Alors que la collecte, bretonne comme française, a particulièrement décroché à la fin de l’été 2023, plusieurs signaux d’alerte se sont multipliés. Le Cniel évoque la perte d’autonomie alimentaire française en lait pour 2027, tandis que les industriels multiplient les actions pour attirer de nouveaux adhérents ou garder ceux sous contrats.
La collecte nationale est en recul depuis le début de l’année 2023 (-2,3 %/2022 en cumul de janvier à août), mais le décrochage bien plus prononcé affiché depuis la mi-août dans les sondages hebdomadaires de FranceAgriMer interroge particulièrement. En semaine 37, la collecte se replie de 7,5 % par rapport à 2022. La Bretagne n’échappe pas à cette tendance, bien au contraire. En semaine 37, le recul annuel de la collecte bretonne atteint 8,8 %.
La souveraineté française en lait mise à mal ?
Cette situation, qui concerne l’ensemble des régions françaises, interpelle les acteurs de la filière. C’est ainsi que le CNIEL, dans sa note de conjoncture de juin, a réalisé une projection sur le taux d’autosuffisance en lait en France et a montré que, si la tendance actuelle se poursuivait, la France perdrait sa souveraineté en lait en 2027.
La probabilité d’un tel scénario peut être questionnée, car il repose sur des hypothèses fortes, notamment sur l’orientation des débouchés et l’évolution de la demande intérieure.
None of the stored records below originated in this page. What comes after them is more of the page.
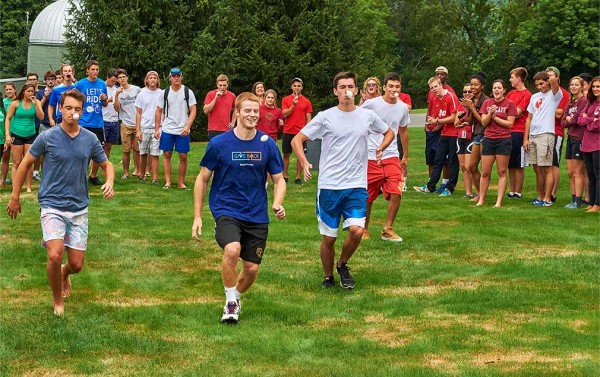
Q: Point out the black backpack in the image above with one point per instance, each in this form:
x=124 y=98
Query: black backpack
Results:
x=186 y=93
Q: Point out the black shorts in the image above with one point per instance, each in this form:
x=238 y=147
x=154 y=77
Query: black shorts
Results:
x=492 y=147
x=19 y=140
x=574 y=150
x=99 y=132
x=286 y=144
x=212 y=134
x=252 y=236
x=557 y=151
x=517 y=155
x=464 y=146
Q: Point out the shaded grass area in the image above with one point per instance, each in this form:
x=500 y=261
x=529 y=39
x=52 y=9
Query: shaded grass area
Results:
x=470 y=292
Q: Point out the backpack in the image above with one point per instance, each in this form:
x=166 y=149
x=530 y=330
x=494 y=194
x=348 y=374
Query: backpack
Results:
x=186 y=93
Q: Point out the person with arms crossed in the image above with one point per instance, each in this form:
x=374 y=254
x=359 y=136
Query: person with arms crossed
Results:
x=96 y=98
x=219 y=105
x=146 y=130
x=297 y=112
x=386 y=176
x=63 y=196
x=179 y=114
x=342 y=186
x=238 y=161
x=539 y=137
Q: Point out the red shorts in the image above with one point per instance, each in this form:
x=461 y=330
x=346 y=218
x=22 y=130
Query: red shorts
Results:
x=386 y=177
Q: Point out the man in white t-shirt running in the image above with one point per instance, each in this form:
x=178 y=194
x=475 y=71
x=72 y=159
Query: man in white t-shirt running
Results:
x=342 y=185
x=387 y=176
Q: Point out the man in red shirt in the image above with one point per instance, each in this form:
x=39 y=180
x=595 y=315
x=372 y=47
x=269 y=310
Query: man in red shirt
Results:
x=521 y=96
x=218 y=105
x=297 y=112
x=558 y=131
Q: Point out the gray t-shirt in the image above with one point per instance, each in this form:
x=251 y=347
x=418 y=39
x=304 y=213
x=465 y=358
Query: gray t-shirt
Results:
x=395 y=115
x=343 y=162
x=127 y=100
x=178 y=111
x=66 y=161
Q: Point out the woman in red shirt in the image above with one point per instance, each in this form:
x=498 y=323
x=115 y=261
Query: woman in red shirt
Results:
x=497 y=116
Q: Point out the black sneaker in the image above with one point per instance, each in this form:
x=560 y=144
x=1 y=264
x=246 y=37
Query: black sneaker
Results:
x=329 y=282
x=346 y=279
x=95 y=181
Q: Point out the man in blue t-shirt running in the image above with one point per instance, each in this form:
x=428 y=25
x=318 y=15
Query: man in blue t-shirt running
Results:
x=239 y=161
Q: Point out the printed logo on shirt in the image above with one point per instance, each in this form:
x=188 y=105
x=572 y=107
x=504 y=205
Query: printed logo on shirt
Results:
x=246 y=156
x=538 y=103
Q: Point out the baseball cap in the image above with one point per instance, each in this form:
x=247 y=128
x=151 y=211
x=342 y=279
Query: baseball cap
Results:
x=441 y=68
x=554 y=69
x=175 y=71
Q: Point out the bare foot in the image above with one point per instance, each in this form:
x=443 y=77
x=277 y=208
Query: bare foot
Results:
x=59 y=311
x=66 y=283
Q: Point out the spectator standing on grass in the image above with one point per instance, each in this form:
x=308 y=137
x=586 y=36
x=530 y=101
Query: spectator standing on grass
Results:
x=179 y=109
x=239 y=161
x=539 y=136
x=342 y=186
x=575 y=166
x=63 y=196
x=521 y=96
x=387 y=175
x=19 y=126
x=498 y=117
x=440 y=118
x=465 y=138
x=297 y=112
x=96 y=98
x=559 y=132
x=147 y=131
x=125 y=106
x=219 y=105
x=590 y=145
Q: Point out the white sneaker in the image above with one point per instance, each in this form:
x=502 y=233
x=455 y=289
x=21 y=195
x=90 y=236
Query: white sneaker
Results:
x=231 y=312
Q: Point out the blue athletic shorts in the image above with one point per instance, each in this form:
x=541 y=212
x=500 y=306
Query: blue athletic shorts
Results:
x=181 y=143
x=333 y=204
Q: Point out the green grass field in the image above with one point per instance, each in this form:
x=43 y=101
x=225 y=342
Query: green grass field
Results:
x=470 y=292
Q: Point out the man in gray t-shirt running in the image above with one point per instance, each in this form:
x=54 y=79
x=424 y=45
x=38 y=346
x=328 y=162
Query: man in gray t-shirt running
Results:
x=63 y=196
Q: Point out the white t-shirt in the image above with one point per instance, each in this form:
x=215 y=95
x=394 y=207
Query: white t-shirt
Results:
x=395 y=115
x=109 y=114
x=147 y=100
x=127 y=101
x=542 y=108
x=345 y=134
x=177 y=111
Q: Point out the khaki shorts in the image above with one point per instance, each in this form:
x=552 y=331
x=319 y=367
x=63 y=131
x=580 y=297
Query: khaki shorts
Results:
x=128 y=138
x=541 y=149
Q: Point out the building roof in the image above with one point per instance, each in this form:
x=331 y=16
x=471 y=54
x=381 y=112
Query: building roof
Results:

Cependant, il s’agit surtout d’envoyer un signal d’alarme aux acteurs de la filière et aux pouvoirs publics sur l’urgence et la gravité de la situation.
Vers une évolution des rapports de force
Les transformateurs le savent, et plusieurs signaux vont dans ce sens cette année. Notamment, Lactalis a annoncé, dans un communiqué fin septembre, un assouplissement des règles de gestion des volumes, qui « se traduit par une augmentation de votre droit à produire 2023/2024 à hauteur de 2 % de votre volume contractuel de la campagne ». L’entreprise précise par ailleurs que ce pourcentage pourrait être revu à la hausse en décembre, en fonction de l’évolution de la collecte et des cours des marchés ingrédients. Par ailleurs, Lactalis ne laisserait plus partir une exploitation pour un autre client avant la fin des six mois de préavis. D’autres transformateurs envisageraient d’appliquer des pénalités au cédant lorsqu’un repreneur ne reprendrait pas le contrat, à volume identique, avec le transformateur.
Autre exemple marquant, chez nos voisins Normands : les adhérents de l’OP APLN (association de producteurs de lait normands) ont eu la proposition de choisir entre rester dans l’OP et donc de continuer de fournir Eurial, ou partir pour entrer dans un contrat avec Novandie (contrat-cadre commun avec Laiterie Saint Denis de l’Hôtel). Il y a dix ans, une telle situation aurait été inenvisageable : des éleveurs rompant leur contrat avec un industriel privé ou coopératif peinaient à retrouver un débouché.
Dans le cadre des travaux prospectifs Agricultures bretonnes 2040, la Chambre d’agriculture avait identifié dans son scénario une tendance à la réduction des volumes de viande et de lait produits en Bretagne, bien au-delà des éventuels ajustements de la consommation française. La réalité semble, au moins ponctuellement, rattraper la fiction et remettre en cause la certitude qu’« il y aura toujours du lait en Bretagne».
Ces signaux d’une inversion de tendance se multiplient depuis septembre et dessinent, peu à peu, le nouveau contexte dans lequel évolueront les acteurs de la production agricole française pour les prochaines années, celui de transformateurs à la recherche de lait. Damien Lacombe, président de Sodiaal, le formule ainsi dans un communiqué de presse à l’occasion de la dernière édition du Space : « Pour faire face à la nouvelle ère laitière, nous multiplions les efforts afin de rendre attractif notre métier nourricier et soutenir les éleveurs au quotidien… Nos adhérents comme les nouveaux installés sont une priorité de la coopérative, et de la filière pour assurer la souveraineté alimentaire ».